Il paraît que certains Nidaïstes qui chantonnaient, il y a quelque temps leur retour historique à la « grande maison », se sont perdus dans la nature et ne savent plus quel camp choisir, vu les nombreux rebondissements de la scène politique. Ridha Belhaj, coordinateur général de Nidaa Tounes dont l’adhésion a été gelée au mois de février dernier, s’est mis de nouveau en boule contre le directeur du comité politique du parti, Hafedh Caïd Essebsi.
Belhaj a assuré que certains membres du bureau exécutif de Nidaa Tounes ont porté plainte à l’encontre du comité politique du parti, et ce pour son inaptitude juridique et politique pour la direction du parti.

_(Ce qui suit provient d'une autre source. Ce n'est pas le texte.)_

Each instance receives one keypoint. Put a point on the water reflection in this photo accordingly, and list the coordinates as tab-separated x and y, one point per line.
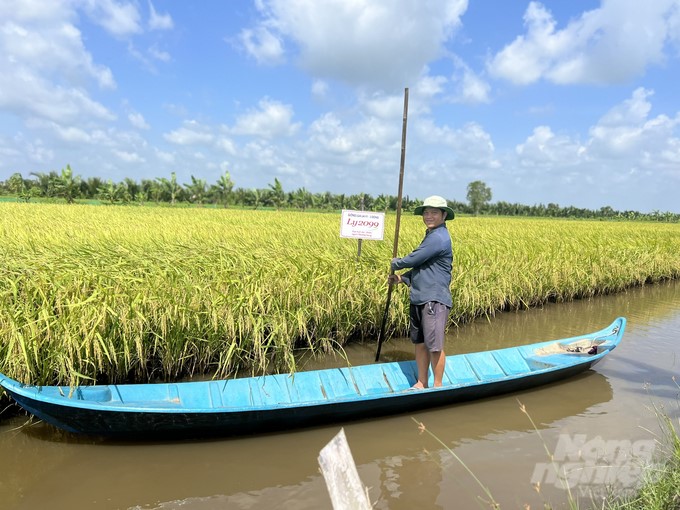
402	467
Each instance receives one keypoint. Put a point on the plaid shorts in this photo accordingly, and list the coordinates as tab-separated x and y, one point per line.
428	324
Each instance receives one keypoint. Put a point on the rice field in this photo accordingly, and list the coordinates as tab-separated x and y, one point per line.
113	294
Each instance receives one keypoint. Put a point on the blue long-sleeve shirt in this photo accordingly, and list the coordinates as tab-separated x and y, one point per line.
431	264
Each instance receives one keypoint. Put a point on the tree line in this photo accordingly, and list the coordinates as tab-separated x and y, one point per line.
65	185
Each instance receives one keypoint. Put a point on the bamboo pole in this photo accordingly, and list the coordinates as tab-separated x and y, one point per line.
395	247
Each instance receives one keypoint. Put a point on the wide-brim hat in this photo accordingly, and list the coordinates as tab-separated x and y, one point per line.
437	202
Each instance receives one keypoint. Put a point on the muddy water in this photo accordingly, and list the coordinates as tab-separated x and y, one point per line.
578	422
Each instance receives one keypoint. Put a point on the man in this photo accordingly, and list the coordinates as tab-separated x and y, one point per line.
429	278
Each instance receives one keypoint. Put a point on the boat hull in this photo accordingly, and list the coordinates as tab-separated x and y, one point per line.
285	401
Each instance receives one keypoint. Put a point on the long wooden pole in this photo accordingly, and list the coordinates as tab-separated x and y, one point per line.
395	246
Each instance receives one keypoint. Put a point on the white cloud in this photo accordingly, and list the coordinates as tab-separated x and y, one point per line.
626	131
129	157
189	134
369	43
319	88
603	46
263	45
137	120
119	18
545	149
271	119
159	21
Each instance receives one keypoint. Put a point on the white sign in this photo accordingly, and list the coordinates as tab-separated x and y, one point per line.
362	225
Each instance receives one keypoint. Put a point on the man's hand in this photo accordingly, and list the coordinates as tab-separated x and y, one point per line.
394	279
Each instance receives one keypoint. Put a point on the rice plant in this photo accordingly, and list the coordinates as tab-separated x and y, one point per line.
112	294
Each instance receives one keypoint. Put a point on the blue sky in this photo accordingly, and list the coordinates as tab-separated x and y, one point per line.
573	103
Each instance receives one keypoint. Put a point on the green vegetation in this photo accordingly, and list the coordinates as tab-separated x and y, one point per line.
136	294
62	186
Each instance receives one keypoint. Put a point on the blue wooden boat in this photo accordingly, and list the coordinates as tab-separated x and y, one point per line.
283	401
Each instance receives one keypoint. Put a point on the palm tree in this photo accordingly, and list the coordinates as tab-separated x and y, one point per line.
277	195
196	190
67	186
223	188
170	186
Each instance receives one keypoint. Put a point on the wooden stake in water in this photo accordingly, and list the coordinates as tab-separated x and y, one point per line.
342	479
396	228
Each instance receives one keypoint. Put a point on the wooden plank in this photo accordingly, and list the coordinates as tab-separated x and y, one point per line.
485	366
459	370
342	479
511	361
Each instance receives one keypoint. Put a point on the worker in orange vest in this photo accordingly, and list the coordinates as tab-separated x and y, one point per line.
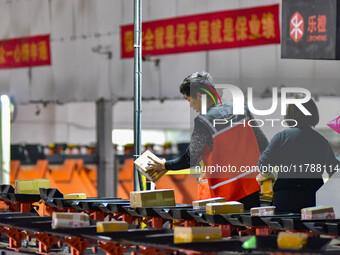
229	152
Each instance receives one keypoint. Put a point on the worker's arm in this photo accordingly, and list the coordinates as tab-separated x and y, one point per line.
270	156
333	165
199	139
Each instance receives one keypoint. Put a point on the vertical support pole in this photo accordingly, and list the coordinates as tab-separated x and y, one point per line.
137	86
5	139
106	176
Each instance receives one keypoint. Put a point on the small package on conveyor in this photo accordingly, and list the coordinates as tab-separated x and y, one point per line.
142	164
112	226
200	204
267	187
75	196
70	220
152	198
262	211
196	234
31	186
317	213
292	240
224	208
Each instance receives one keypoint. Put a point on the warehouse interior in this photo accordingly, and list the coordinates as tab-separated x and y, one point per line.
69	136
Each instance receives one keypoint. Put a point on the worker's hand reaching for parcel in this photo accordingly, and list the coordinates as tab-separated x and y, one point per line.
155	167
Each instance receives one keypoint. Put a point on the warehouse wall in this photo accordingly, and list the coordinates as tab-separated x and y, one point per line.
75	122
83	30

Le comité politique a, selon Belhaj, perdu ses prérogatives depuis juillet 2016. A l’aune de tout cela, le comité politique du parti n’a désormais aucune légitimité. « Nous avons eu recours à la justice, parce que le comité politique n’a plus de légitimité pour diriger le parti. Nous avons toutes les preuves qui confirment l’illégitimité de l’actuel comité politique. Il faut que le parti revienne à ceux qui l’ont fondé. Là, nous œuvrons pour réunir tous les Nidaïstes. Nous allons également déposer un dossier à ce sujet à la présidence du gouvernement. »a-t-il exprimé.

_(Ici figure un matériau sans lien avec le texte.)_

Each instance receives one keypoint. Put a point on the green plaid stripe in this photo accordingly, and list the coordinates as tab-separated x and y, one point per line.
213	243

Belhaj, qui a quitté Nidaa Tounes, en raison de ses conflits avec HCE, pour fonder son propre parti « Tounes Awalan », avec son ami Khemais Ksila avant de l’abandonner et retourner à Nidaa Tounes, s’est de nouveau querellé avec HCE.
Belhaj versatile, a décidé de porter plainte auprès de la présidence du gouvernement contre les « dépassements » de HCE, au sein de Nidaa Tounes, sachant qu’à son retour à Nidaa, Belhaj avait aussi, « cette même présidence du gouvernement » dans son collimateur. A quelques mois des élections, Belhaj s’est bizarrement rappelé que le comité politique de Nidaa est illégitime depuis 2016! d’autant plus qu’il se plaindra de tout cela auprès du chef du gouvernement! Un chef du gouvernement qu’il n’a jamais cessé de critiquer et d’appeler à son isolement politique.
« La grande maison » se vide de jour en jour par ce qu’elle est devenue une espèce de grand cirque où les dompteurs, les acrobates et les clowns changent constamment de rôle et de position.